E tendo o ato de declaração de extinção do mandato violado o princípio da razoabilidade, acabou por afrontar a Constituição, motivo pelo qual padece também de invalidade.
Em síntese, há dois motivos que fundamentam a concessão da segurança e que se relacionam ao procedimento de extinção de mandato: a ineficácia da renúncia e a invalidade do ato de declaração de extinção do mandato.
Por fim, há de se salientar que não é apropriada a alegação de que a atuação jurisdicional consiste em ofensa à separação dos poderes, pois não se está diante de ato interna corporis do Poder Legislativo (inclusive, tanto não é interna corporis que sequer se relaciona exclusivamente ao Poder Legislativo, pois toca diretamente o Poder Executivo). E como houve lesão a direito, o controle jurisdicional é chancelado pelo artigo 5º, inciso XXXV, da Constituição da República Federativa do Brasil, Constituição essa que está acima até mesmo do Poder Judiciário ou do Poder Executivo, devendo ser cumprida por todos, sem exceção.        
3. Dispositivo:
Diante do exposto, extinguindo o feito com resolução do mérito (CPC, art. 269, inciso I, primeira parte) e ao tempo em que confirmo a liminar, CONCEDO a segurança para o fim de manter o impetrante no desempenho do mandato de Vice-Prefeito do Município de X, de modo que reconheço a ineficácia da renúncia e a invalidade do Ato n. 003/2011 editado pelo Presidente da Câmara Municipal de X (que declarou a vacância do Cargo de Vice-Prefeito).
Caso isento de custas.
Sem condenação em honorários advocatícios (Súmula nº 105 do STJ).

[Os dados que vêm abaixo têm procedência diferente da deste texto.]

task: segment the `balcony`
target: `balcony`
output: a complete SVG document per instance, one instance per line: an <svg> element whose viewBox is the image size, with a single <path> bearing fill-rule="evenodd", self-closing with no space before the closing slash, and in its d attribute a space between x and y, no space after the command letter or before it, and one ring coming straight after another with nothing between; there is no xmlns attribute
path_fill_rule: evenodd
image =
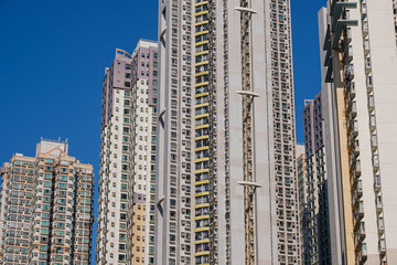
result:
<svg viewBox="0 0 397 265"><path fill-rule="evenodd" d="M377 213L380 213L382 212L382 197L380 195L377 195L376 197L376 212Z"/></svg>
<svg viewBox="0 0 397 265"><path fill-rule="evenodd" d="M360 224L358 236L362 240L365 239L365 223L364 222L361 222L361 224Z"/></svg>
<svg viewBox="0 0 397 265"><path fill-rule="evenodd" d="M362 180L358 180L358 183L357 183L357 195L358 197L363 195L363 181Z"/></svg>
<svg viewBox="0 0 397 265"><path fill-rule="evenodd" d="M369 40L364 41L364 55L367 56L369 54Z"/></svg>
<svg viewBox="0 0 397 265"><path fill-rule="evenodd" d="M355 162L355 174L356 177L361 176L362 171L361 171L361 161L356 160Z"/></svg>
<svg viewBox="0 0 397 265"><path fill-rule="evenodd" d="M347 50L347 61L352 62L353 60L353 46L348 45L348 50Z"/></svg>
<svg viewBox="0 0 397 265"><path fill-rule="evenodd" d="M353 102L352 103L352 117L355 118L357 116L357 103L356 102Z"/></svg>
<svg viewBox="0 0 397 265"><path fill-rule="evenodd" d="M366 82L367 82L367 93L371 94L374 89L373 77L368 75Z"/></svg>
<svg viewBox="0 0 397 265"><path fill-rule="evenodd" d="M365 74L369 74L372 71L371 57L365 59Z"/></svg>
<svg viewBox="0 0 397 265"><path fill-rule="evenodd" d="M358 135L358 121L352 120L350 126L351 126L351 132L353 134L354 137L356 137Z"/></svg>
<svg viewBox="0 0 397 265"><path fill-rule="evenodd" d="M354 216L358 219L362 219L364 216L364 201L358 201L358 206L354 211Z"/></svg>
<svg viewBox="0 0 397 265"><path fill-rule="evenodd" d="M385 254L386 254L386 241L385 241L385 239L380 239L380 240L379 240L379 246L378 246L378 248L379 248L380 255L385 255Z"/></svg>
<svg viewBox="0 0 397 265"><path fill-rule="evenodd" d="M368 21L363 21L363 36L366 38L368 35Z"/></svg>
<svg viewBox="0 0 397 265"><path fill-rule="evenodd" d="M378 171L378 169L379 169L379 156L378 155L374 155L374 157L373 157L373 167L374 167L374 171Z"/></svg>
<svg viewBox="0 0 397 265"><path fill-rule="evenodd" d="M353 66L353 64L345 65L345 67L344 67L344 78L350 80L350 81L354 78L354 66Z"/></svg>
<svg viewBox="0 0 397 265"><path fill-rule="evenodd" d="M385 232L385 221L382 216L378 218L378 234L383 234Z"/></svg>
<svg viewBox="0 0 397 265"><path fill-rule="evenodd" d="M374 114L369 117L369 129L372 132L376 129L376 119Z"/></svg>
<svg viewBox="0 0 397 265"><path fill-rule="evenodd" d="M355 97L355 83L354 82L351 82L348 94L350 94L350 98Z"/></svg>

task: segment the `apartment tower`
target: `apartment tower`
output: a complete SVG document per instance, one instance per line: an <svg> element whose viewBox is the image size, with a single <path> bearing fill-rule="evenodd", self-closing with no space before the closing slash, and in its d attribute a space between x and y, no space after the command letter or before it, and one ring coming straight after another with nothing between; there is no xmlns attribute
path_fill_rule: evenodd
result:
<svg viewBox="0 0 397 265"><path fill-rule="evenodd" d="M41 139L1 169L1 264L90 264L93 166L67 148Z"/></svg>
<svg viewBox="0 0 397 265"><path fill-rule="evenodd" d="M301 261L303 265L310 264L309 239L309 209L308 209L308 178L304 156L304 145L297 145L297 172L298 172L298 203Z"/></svg>
<svg viewBox="0 0 397 265"><path fill-rule="evenodd" d="M152 264L157 43L116 49L103 81L97 264Z"/></svg>
<svg viewBox="0 0 397 265"><path fill-rule="evenodd" d="M307 158L309 211L309 264L332 264L329 219L329 191L322 95L305 100L303 136ZM307 262L307 261L305 261Z"/></svg>
<svg viewBox="0 0 397 265"><path fill-rule="evenodd" d="M391 0L333 0L319 15L339 118L339 192L352 201L340 211L344 263L397 263L395 10Z"/></svg>
<svg viewBox="0 0 397 265"><path fill-rule="evenodd" d="M289 1L159 1L155 264L300 263L290 32Z"/></svg>

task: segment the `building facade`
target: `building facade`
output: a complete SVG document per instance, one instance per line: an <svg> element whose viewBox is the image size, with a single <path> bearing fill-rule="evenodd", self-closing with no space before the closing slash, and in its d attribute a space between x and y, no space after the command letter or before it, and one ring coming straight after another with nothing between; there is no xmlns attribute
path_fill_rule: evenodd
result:
<svg viewBox="0 0 397 265"><path fill-rule="evenodd" d="M309 264L332 264L325 134L321 93L313 100L305 100L303 136L307 158Z"/></svg>
<svg viewBox="0 0 397 265"><path fill-rule="evenodd" d="M159 39L155 264L300 263L289 1L160 0Z"/></svg>
<svg viewBox="0 0 397 265"><path fill-rule="evenodd" d="M97 264L152 264L157 43L117 49L103 82Z"/></svg>
<svg viewBox="0 0 397 265"><path fill-rule="evenodd" d="M90 264L93 166L44 140L35 157L15 153L1 170L2 264Z"/></svg>
<svg viewBox="0 0 397 265"><path fill-rule="evenodd" d="M310 264L310 239L309 239L309 209L308 209L308 178L304 156L304 145L297 145L297 172L298 172L298 203L299 226L302 264Z"/></svg>
<svg viewBox="0 0 397 265"><path fill-rule="evenodd" d="M356 264L397 263L395 9L389 0L334 0L322 10L324 81L339 117L339 192L352 202L341 211L340 243L344 261Z"/></svg>

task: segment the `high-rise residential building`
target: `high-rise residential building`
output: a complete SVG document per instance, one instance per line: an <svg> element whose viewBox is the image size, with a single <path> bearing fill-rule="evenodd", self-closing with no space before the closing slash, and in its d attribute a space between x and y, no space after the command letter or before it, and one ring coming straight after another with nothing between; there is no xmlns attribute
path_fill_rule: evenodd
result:
<svg viewBox="0 0 397 265"><path fill-rule="evenodd" d="M305 100L303 136L307 160L307 206L309 212L309 264L332 264L329 191L322 95Z"/></svg>
<svg viewBox="0 0 397 265"><path fill-rule="evenodd" d="M395 10L391 0L333 0L319 14L339 141L335 193L342 200L340 211L330 212L341 216L339 264L397 263Z"/></svg>
<svg viewBox="0 0 397 265"><path fill-rule="evenodd" d="M67 148L41 139L1 169L1 264L90 264L93 166Z"/></svg>
<svg viewBox="0 0 397 265"><path fill-rule="evenodd" d="M310 239L309 239L309 209L308 209L308 179L304 156L304 145L297 145L297 174L298 174L298 204L301 263L310 264Z"/></svg>
<svg viewBox="0 0 397 265"><path fill-rule="evenodd" d="M105 71L97 264L153 264L157 47L117 49Z"/></svg>
<svg viewBox="0 0 397 265"><path fill-rule="evenodd" d="M160 0L159 39L155 264L299 264L289 1Z"/></svg>

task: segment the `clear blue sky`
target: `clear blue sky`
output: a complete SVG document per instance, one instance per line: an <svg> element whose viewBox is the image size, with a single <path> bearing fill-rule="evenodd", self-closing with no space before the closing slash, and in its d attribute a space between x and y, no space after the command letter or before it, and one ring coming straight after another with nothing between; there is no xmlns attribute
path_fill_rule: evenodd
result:
<svg viewBox="0 0 397 265"><path fill-rule="evenodd" d="M324 3L291 0L300 142L303 99L320 91L316 12ZM0 163L13 152L34 156L40 137L62 137L98 178L104 70L116 47L132 52L139 39L157 39L157 4L0 0Z"/></svg>

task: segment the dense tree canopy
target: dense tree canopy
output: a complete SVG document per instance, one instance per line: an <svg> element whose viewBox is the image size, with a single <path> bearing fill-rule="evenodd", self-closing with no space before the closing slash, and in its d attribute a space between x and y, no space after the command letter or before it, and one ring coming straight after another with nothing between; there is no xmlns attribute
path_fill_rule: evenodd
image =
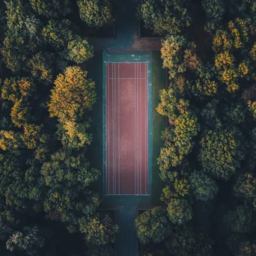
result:
<svg viewBox="0 0 256 256"><path fill-rule="evenodd" d="M152 28L155 34L177 34L190 25L189 4L189 1L183 0L143 0L138 13L146 28Z"/></svg>
<svg viewBox="0 0 256 256"><path fill-rule="evenodd" d="M69 19L71 6L0 3L3 255L113 254L118 227L98 210L102 174L87 154L95 83L76 66L93 47Z"/></svg>
<svg viewBox="0 0 256 256"><path fill-rule="evenodd" d="M167 119L158 165L172 228L164 243L141 246L147 255L255 255L255 10L251 0L138 4L143 25L166 37L169 74L156 111Z"/></svg>
<svg viewBox="0 0 256 256"><path fill-rule="evenodd" d="M112 0L77 0L81 19L91 27L102 27L113 22Z"/></svg>

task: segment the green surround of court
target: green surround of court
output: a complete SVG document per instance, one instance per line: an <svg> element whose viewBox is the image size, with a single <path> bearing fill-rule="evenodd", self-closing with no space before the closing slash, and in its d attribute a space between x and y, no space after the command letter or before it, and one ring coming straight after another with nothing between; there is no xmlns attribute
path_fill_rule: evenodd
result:
<svg viewBox="0 0 256 256"><path fill-rule="evenodd" d="M151 102L149 113L151 113L151 134L150 139L152 141L151 152L149 153L150 161L152 162L150 182L150 196L137 196L137 195L113 195L103 196L102 207L111 208L117 205L135 204L139 208L150 207L154 205L161 204L159 196L162 189L162 183L159 177L159 167L156 159L159 155L160 147L163 145L161 139L161 132L166 125L166 119L159 115L156 108L159 103L159 91L160 89L166 86L166 70L162 69L162 61L159 52L152 52L147 55L147 58L150 55L151 58ZM143 56L145 58L146 56ZM96 88L97 93L97 103L93 110L93 124L91 132L93 133L94 141L88 150L88 155L93 167L100 170L103 170L103 151L102 145L103 145L103 54L102 52L97 52L95 57L88 63L89 77L96 82ZM104 182L103 182L104 183ZM103 193L103 183L98 184L99 191Z"/></svg>
<svg viewBox="0 0 256 256"><path fill-rule="evenodd" d="M148 108L148 195L151 194L151 185L152 185L152 57L151 53L142 53L142 54L111 54L103 52L103 195L107 195L106 188L106 64L109 62L115 63L124 63L124 62L141 62L147 63L147 108ZM124 196L124 195L122 195ZM118 196L118 195L115 195ZM145 195L144 195L145 196Z"/></svg>
<svg viewBox="0 0 256 256"><path fill-rule="evenodd" d="M104 56L103 56L104 55ZM138 58L138 54L134 54L135 58ZM93 142L88 150L88 157L92 166L103 171L103 77L104 77L104 61L109 56L107 53L103 55L103 52L95 53L94 58L88 64L88 76L96 83L97 94L97 102L93 110L94 117L91 127L93 133ZM131 55L124 52L115 55L117 59L124 61L124 56L133 58ZM109 195L103 196L101 204L102 209L115 209L116 223L119 225L120 233L115 243L116 256L131 256L135 255L138 252L138 237L135 231L134 222L138 214L138 209L147 209L156 205L159 205L162 202L159 197L162 190L162 183L159 178L159 170L156 159L159 155L163 141L161 139L161 132L166 126L166 118L159 115L156 108L159 102L159 91L166 87L167 73L162 69L162 61L159 52L147 52L144 55L139 54L141 58L147 58L150 63L150 98L149 106L149 113L151 116L151 179L150 180L150 195ZM103 58L104 57L104 58ZM134 59L134 58L133 58ZM125 62L125 61L124 61ZM106 127L105 127L106 129ZM104 176L103 177L104 184ZM104 194L103 183L98 184L98 191L102 195Z"/></svg>

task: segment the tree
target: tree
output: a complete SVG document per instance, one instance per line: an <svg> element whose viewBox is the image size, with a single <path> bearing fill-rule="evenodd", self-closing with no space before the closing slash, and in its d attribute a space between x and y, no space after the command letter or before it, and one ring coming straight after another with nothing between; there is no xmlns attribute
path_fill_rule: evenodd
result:
<svg viewBox="0 0 256 256"><path fill-rule="evenodd" d="M213 241L208 234L196 234L186 226L177 226L166 240L165 246L172 255L212 255Z"/></svg>
<svg viewBox="0 0 256 256"><path fill-rule="evenodd" d="M175 34L190 25L189 4L189 1L183 0L143 0L138 7L138 15L145 27L152 29L154 34Z"/></svg>
<svg viewBox="0 0 256 256"><path fill-rule="evenodd" d="M158 164L164 178L171 166L178 166L193 148L193 137L199 131L197 118L186 112L174 121L174 127L169 127L162 132L165 146L161 148Z"/></svg>
<svg viewBox="0 0 256 256"><path fill-rule="evenodd" d="M234 210L230 210L224 216L224 220L233 233L251 232L255 227L252 210L246 205L238 206Z"/></svg>
<svg viewBox="0 0 256 256"><path fill-rule="evenodd" d="M162 43L163 67L169 69L171 79L174 79L178 73L183 73L186 70L183 62L183 51L186 46L186 40L180 35L171 35Z"/></svg>
<svg viewBox="0 0 256 256"><path fill-rule="evenodd" d="M173 224L183 225L193 217L191 205L185 198L172 198L167 206L169 219Z"/></svg>
<svg viewBox="0 0 256 256"><path fill-rule="evenodd" d="M242 137L237 129L208 130L201 141L199 161L203 171L228 180L244 158Z"/></svg>
<svg viewBox="0 0 256 256"><path fill-rule="evenodd" d="M68 19L49 19L48 24L43 28L42 36L45 43L58 49L64 47L67 42L73 39L71 22Z"/></svg>
<svg viewBox="0 0 256 256"><path fill-rule="evenodd" d="M245 199L254 199L256 196L256 178L252 173L241 174L234 186L234 195Z"/></svg>
<svg viewBox="0 0 256 256"><path fill-rule="evenodd" d="M216 182L207 174L194 171L189 177L191 189L197 200L207 201L214 198L219 188Z"/></svg>
<svg viewBox="0 0 256 256"><path fill-rule="evenodd" d="M77 37L67 43L67 60L81 64L94 57L93 47L86 40Z"/></svg>
<svg viewBox="0 0 256 256"><path fill-rule="evenodd" d="M49 162L43 163L40 172L49 188L43 203L48 217L76 224L77 217L74 210L78 209L82 195L86 198L86 195L91 193L89 188L98 180L99 171L90 168L82 154L73 156L60 150L51 156ZM88 199L93 203L91 198ZM85 201L85 207L86 204L88 202ZM95 204L100 202L95 201Z"/></svg>
<svg viewBox="0 0 256 256"><path fill-rule="evenodd" d="M231 103L225 108L224 112L226 115L224 116L224 119L230 124L243 124L246 118L245 109L245 106L241 103Z"/></svg>
<svg viewBox="0 0 256 256"><path fill-rule="evenodd" d="M148 210L135 219L135 229L142 243L159 243L171 233L171 225L164 207Z"/></svg>
<svg viewBox="0 0 256 256"><path fill-rule="evenodd" d="M31 74L39 80L51 83L53 79L54 54L39 52L28 61L28 67Z"/></svg>
<svg viewBox="0 0 256 256"><path fill-rule="evenodd" d="M29 0L33 10L46 17L58 18L72 13L70 0Z"/></svg>
<svg viewBox="0 0 256 256"><path fill-rule="evenodd" d="M97 246L103 246L109 243L114 243L115 235L118 231L118 226L112 223L108 216L96 217L87 221L85 218L79 220L79 229L85 234L85 240Z"/></svg>
<svg viewBox="0 0 256 256"><path fill-rule="evenodd" d="M43 245L44 239L39 234L36 226L24 227L22 232L14 232L6 242L8 250L25 251L28 255L36 255Z"/></svg>
<svg viewBox="0 0 256 256"><path fill-rule="evenodd" d="M95 83L86 79L87 72L79 67L68 67L59 74L52 90L49 112L61 123L76 121L96 102Z"/></svg>
<svg viewBox="0 0 256 256"><path fill-rule="evenodd" d="M111 0L78 0L82 20L91 27L100 28L113 22Z"/></svg>
<svg viewBox="0 0 256 256"><path fill-rule="evenodd" d="M213 31L222 25L225 12L225 2L222 0L203 0L202 6L207 15L206 28Z"/></svg>

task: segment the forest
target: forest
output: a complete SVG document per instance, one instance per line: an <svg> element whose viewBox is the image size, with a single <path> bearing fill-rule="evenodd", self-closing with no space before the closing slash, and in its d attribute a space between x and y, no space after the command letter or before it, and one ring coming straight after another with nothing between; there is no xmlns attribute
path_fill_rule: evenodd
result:
<svg viewBox="0 0 256 256"><path fill-rule="evenodd" d="M165 183L135 227L141 255L256 255L256 1L143 0L161 49Z"/></svg>
<svg viewBox="0 0 256 256"><path fill-rule="evenodd" d="M139 255L256 255L256 1L136 4L168 72L165 186L135 220ZM84 30L115 13L112 0L0 1L0 255L114 255L118 226L87 157L97 96Z"/></svg>

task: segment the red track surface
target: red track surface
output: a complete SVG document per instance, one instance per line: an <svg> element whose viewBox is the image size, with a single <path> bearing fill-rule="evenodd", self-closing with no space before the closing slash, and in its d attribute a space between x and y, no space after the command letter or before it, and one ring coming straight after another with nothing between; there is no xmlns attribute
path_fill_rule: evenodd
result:
<svg viewBox="0 0 256 256"><path fill-rule="evenodd" d="M147 64L106 64L109 195L147 195Z"/></svg>

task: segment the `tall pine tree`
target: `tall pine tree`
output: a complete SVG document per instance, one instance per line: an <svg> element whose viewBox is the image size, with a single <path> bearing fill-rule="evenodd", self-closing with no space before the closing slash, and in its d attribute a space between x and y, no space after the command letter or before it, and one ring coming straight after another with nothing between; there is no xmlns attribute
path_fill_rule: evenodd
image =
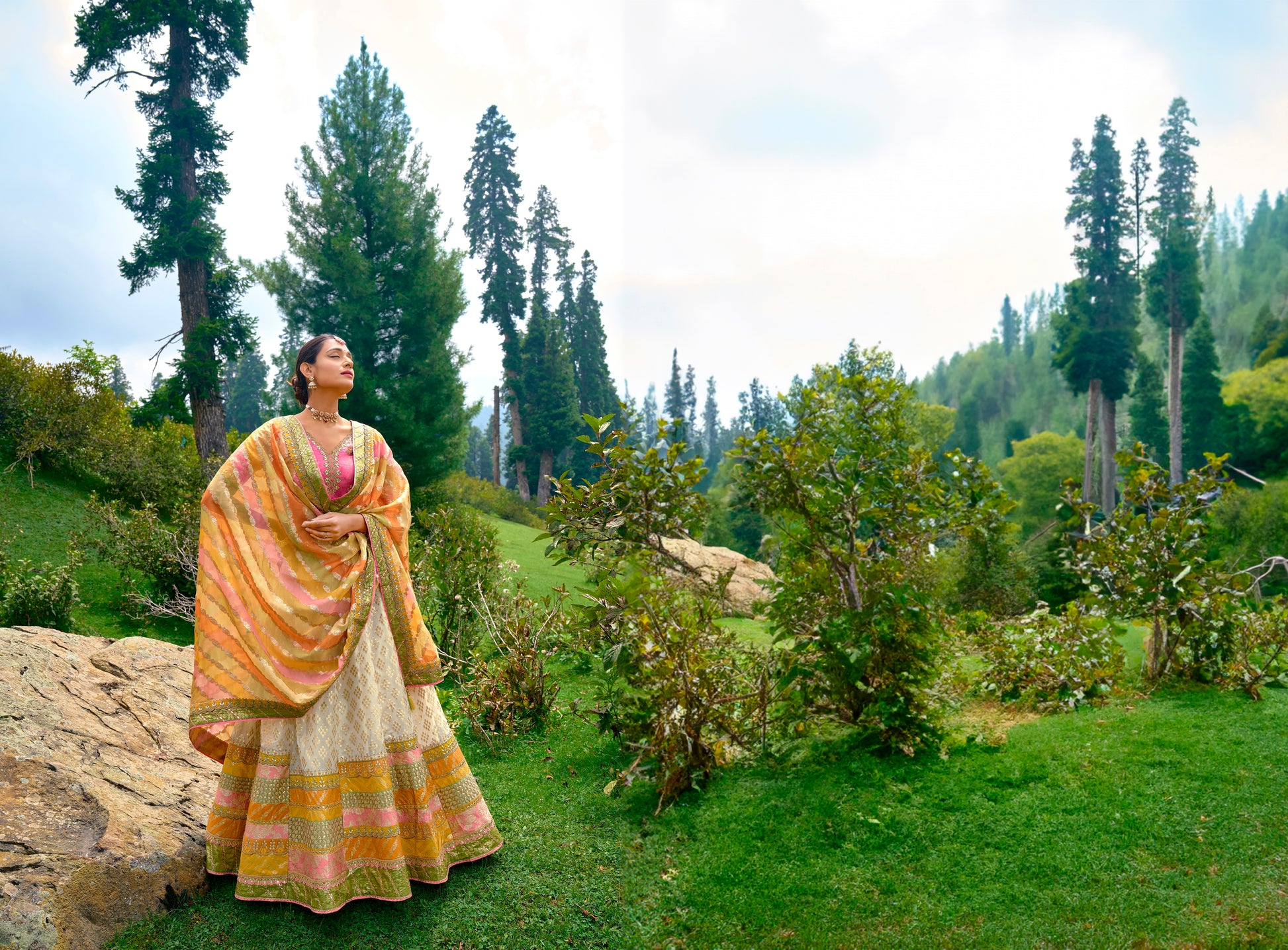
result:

Em atenção ao art. 13, caput, da Lei nº 12.016/2009 transmita-se por ofício o inteiro teor da sentença à autoridade impetrada e à pessoa jurídica interessada (Município de X).
Anoto que a sentença produz efeitos desde logo e a fase recursal se processa exclusivamente com efeito devolutivo (interpretação ao art. 14, § 3º, da Lei n. 12.016/2009).
Decorrido o prazo para recurso voluntário, remetam-se os autos ao Egrégio Tribunal de Justiça do Estado de São Paulo para fins de reexame necessário (art. 14, § 1º, da Lei nº 12.016/2009).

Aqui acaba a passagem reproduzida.